The pagans had achieved an almost perfect inversion of the Chromeria’s values: in battle the Chromeria would save its people by spending those who had gone wight and the drafters closest to breaking the halo first, because those were closest to death or insanity. The Blood Robes were saving their wights and drafters by spending their people, because their people were farthest from magic and godhood.

All the White King’s promises of freedom and of a new order, a utopia where all would be made right, were belied.

For the Chromeria, the privileges of power were paired with prices. Drafters were expected to stand in the first line of defense, as the promachos did. Human nature being what it is, they didn’t always do so, but that was the deal, the expectation. By contrast, the nine kings would happily rule a wasteland, if they could rule.

Orholam damn them.

How many of these invaders about to die just wanted a better life, or hadn’t dared to stand against the White King when his armies had marched through their lands and had pressed them into his armies? They weren’t quite innocent, but they were men, not monsters. They deserved a second chance, and Kip couldn’t afford to offer them one. Not right now.
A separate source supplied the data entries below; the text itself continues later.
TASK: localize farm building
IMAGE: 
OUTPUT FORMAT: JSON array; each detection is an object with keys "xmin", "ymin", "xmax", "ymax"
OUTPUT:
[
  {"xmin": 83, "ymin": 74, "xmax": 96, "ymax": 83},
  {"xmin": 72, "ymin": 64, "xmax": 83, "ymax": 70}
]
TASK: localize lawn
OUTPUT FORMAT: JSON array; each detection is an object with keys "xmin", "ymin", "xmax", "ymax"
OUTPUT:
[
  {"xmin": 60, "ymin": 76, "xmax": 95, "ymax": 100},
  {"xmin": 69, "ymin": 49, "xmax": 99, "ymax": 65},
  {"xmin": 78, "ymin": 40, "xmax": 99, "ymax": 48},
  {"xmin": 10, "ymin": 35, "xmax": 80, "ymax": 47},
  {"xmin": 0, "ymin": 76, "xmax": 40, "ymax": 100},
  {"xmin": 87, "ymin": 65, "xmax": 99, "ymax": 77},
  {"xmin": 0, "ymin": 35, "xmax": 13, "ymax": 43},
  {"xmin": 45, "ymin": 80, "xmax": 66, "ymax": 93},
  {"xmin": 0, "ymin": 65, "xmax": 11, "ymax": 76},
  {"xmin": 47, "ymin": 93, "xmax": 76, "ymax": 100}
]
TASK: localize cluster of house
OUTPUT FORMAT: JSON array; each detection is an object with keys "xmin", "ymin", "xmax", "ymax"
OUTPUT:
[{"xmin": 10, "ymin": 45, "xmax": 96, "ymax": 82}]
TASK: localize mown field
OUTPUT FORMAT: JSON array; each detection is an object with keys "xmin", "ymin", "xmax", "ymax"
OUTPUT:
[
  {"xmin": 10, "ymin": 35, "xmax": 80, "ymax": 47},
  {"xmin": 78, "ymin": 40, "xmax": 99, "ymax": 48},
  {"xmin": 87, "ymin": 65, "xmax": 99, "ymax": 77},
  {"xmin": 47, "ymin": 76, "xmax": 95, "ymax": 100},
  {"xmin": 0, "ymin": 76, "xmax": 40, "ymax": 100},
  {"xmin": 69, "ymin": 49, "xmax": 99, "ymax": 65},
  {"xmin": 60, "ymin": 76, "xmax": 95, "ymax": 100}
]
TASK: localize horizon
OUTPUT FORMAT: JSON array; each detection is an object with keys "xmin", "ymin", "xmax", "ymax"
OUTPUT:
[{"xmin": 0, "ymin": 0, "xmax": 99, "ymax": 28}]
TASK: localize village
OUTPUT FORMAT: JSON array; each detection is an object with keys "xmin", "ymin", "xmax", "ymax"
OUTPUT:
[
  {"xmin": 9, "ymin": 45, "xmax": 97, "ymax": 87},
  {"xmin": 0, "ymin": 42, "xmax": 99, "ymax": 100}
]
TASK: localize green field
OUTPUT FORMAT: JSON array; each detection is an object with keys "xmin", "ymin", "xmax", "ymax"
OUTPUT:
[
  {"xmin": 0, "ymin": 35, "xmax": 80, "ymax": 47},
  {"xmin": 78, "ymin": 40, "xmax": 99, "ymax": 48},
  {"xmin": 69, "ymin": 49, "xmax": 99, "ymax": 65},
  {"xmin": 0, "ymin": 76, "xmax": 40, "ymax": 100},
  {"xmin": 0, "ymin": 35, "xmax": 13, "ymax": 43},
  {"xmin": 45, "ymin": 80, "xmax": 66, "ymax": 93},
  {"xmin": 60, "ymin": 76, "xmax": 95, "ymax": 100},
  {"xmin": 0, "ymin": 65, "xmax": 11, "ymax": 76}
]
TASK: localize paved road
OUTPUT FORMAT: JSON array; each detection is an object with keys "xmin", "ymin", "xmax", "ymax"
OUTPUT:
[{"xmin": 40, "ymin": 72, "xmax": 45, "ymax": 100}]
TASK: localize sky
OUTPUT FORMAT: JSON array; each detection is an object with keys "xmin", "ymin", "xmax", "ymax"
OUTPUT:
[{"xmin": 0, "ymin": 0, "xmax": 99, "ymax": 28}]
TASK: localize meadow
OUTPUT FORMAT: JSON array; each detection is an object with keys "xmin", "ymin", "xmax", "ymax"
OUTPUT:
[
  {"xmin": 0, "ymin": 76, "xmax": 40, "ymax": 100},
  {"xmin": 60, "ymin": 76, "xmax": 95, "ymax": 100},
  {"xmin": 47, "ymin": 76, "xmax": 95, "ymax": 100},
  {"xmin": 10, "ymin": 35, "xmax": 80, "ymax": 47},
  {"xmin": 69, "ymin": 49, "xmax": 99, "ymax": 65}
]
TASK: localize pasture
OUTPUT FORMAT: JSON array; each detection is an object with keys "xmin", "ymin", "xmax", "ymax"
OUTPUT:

“Still not time to go?” Ben-hadad asked. He’d come back, as had others of the Mighty.

Kip looked around again, though he still didn’t know what he was looking for. “No.”

They’d pushed in far enough. Thousands of men were clambering over the moored ships and onto the docks, between the boathouses and warehouses.

“Raise the red,” Kip commanded.

The men had been waiting for it. They raised a red flag, and immediately, the cannons atop the walls began firing incendiary shot at the Chromeria’s abandoned ships and docks still moored within the bay. Pyrejelly had been drafted into barrels and hidden away yesterday. The last order for all the sailors abandoning their ships was to open those barrels and splatter it about.